Hannah Dee on a Cosmopolitan Hub in the Midst of Striking Poverty: The Many Paradoxes of Dakar

By: Hannah Dee

October 13, 2010

Each city has its paradoxes. InWashington, DC, there are homeless people huddled on the same streets that are lined with the multimillion dollar homes of the country's elite, and the harsh contrast between rich and poor is an inescapable feature of the nation's capital. In Dakar, those contrasts are even more glaring. Perhaps it is because I am a visitor, and we view other societies through a sharper lens than we view our own, but Senegal's paradoxes have come to define my perception of this colorful, bustling, contradictory country.

Horse-drawn carts fight for the same road space as gleaming Mercedes, and the same women who dress in immaculately tailored, vivid dresses may have nothing to feed their children. In my neighborhood, young boys, some no older than six, approach us on the streets with nothing but tin cans and pleading eyes. Their clothes are often dirty, their faces streaked with dirt. Beggars, some with their legs atrophied and useless from polio, often sit alongside the route to our school.

Meanwhile, many of the houses in the neighborhood are beautifully constructed three-story homes with mango trees in the garden or vine-covered balconies overlooking the dusty roads. Most families employ at least one full-time maid, and security guards are scattered throughout the community. In my neighborhood, and the other neighborhoods like it, people have jobs ranging from doctors to store owners to the universally ambiguous bureaucrats.

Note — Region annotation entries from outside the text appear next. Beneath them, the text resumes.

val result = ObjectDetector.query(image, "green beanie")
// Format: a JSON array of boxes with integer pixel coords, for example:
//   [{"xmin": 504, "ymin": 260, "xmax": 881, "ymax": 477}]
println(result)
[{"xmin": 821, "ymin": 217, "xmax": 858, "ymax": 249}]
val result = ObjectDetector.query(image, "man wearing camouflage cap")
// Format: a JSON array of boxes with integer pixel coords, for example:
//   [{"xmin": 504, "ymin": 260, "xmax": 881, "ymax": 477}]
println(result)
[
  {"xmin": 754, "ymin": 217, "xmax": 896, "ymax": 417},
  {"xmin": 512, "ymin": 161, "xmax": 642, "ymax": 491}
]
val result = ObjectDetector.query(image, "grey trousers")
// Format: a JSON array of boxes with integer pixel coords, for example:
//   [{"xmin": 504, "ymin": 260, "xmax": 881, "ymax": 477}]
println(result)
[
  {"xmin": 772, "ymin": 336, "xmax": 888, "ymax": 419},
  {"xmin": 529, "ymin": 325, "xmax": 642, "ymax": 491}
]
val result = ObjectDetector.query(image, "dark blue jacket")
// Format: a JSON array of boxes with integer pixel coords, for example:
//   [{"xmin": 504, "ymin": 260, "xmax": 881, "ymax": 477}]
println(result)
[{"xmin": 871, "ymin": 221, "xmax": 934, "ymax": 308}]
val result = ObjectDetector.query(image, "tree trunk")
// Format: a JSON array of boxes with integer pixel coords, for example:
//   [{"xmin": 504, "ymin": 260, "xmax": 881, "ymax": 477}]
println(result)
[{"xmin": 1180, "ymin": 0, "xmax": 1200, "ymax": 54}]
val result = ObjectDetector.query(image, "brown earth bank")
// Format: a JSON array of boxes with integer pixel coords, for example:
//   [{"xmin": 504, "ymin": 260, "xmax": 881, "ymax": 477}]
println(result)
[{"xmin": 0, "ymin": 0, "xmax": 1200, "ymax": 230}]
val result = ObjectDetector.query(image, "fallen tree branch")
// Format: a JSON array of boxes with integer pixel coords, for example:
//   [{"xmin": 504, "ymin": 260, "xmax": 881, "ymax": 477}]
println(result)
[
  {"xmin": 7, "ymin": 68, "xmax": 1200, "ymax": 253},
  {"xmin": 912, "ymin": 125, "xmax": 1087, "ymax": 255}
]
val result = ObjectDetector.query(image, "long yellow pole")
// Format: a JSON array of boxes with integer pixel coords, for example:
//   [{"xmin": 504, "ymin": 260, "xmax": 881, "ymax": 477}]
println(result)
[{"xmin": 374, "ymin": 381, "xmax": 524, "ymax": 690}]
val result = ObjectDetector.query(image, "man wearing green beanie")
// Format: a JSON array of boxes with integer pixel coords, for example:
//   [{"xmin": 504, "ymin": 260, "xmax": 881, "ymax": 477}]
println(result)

As American university students, however, we are living in a bubble of prosperity in a country where the unemployment rate hovers around 50 percent. Despite the marbled mansions along the coast and the comfort of our neighborhoods, the fact remains that, for the most part, the economic system is fundamentally broken. A trip to a market here is like a chaotic trip to the past, a past, that is, with abundant "Made in China" labels and honking taxis. Marché Sandaga, the largest downtown market, consists of streets crammed with vendors selling every good imaginable: peanuts, statues, jewelry, fruit, shoes, even underwear.

A single street may have five rows of battered wooden stalls. As obvious foreigners, it is impossible to walk anywhere without groups of young men accosting us and steering us toward their shops, while people shout at us in Wolof and French: "You are my first client!" or "I will give you a good price, a very good price!" There are so many vendors, many of them selling the exact same goods, that it is impossible to understand how anyone makes any money. Indeed, it would seem that for many vendors, working at a market is not so much a steady job as an attempt to do something, anything, in a country where jobs are so hard to find.

Senegal's economic situation is intimately related to its education system, and this, too, faces immense obstacles. A major university of Dakar, Université Cheikh Anta Diop, has a capacity of about 15,000 students. Sixty thousand students are currently enrolled. There is no shortage of hardworking youth, but the educational system is often strikingly ineffective at capturing that potential. Some policies that appear, on the surface, to support the country's education and future development goals may actually impede Senegal's future growth.

The government, for instance, offers scholarships that allow its most promising youth to attend university in France. In theory, these students will then return to Senegal to work for the government for 10 years. In actuality, there is no way to enforce this contract and no guarantee of a government job. The end result is that the state essentially sponsors its brightest youth to permanently leave the country.

I have seven host siblings, and all of them had the opportunity to receive advanced degrees in Europe in fields ranging from engineering to law; only two returned to Senegal. Salaries here are notably lower than in Europe and the United States, and the result is a perpetual brain drain. Until relatively recently, doctors in Senegal received only a couple of hundred dollars per month, and when we visited a public clinic in Dakar the doctor spoke wearily of his many colleagues who left chasing wealthier lifestyles in Europe and North America.

Perhaps nothing embodies the contradictions of Senegal more than the recently erected African Renaissance Monument, which was unveiled this year to symbolize the cultural and economic emergence of Africa. The controversial 27 million dollar statue stands gleaming on one of highest points of the city, overlooking the ocean. This monument, meant to represent Africa's strength, was built in North Korea. And from the top of the statue, visitors have a prime view of Dakar's five-star hotels, and its slums.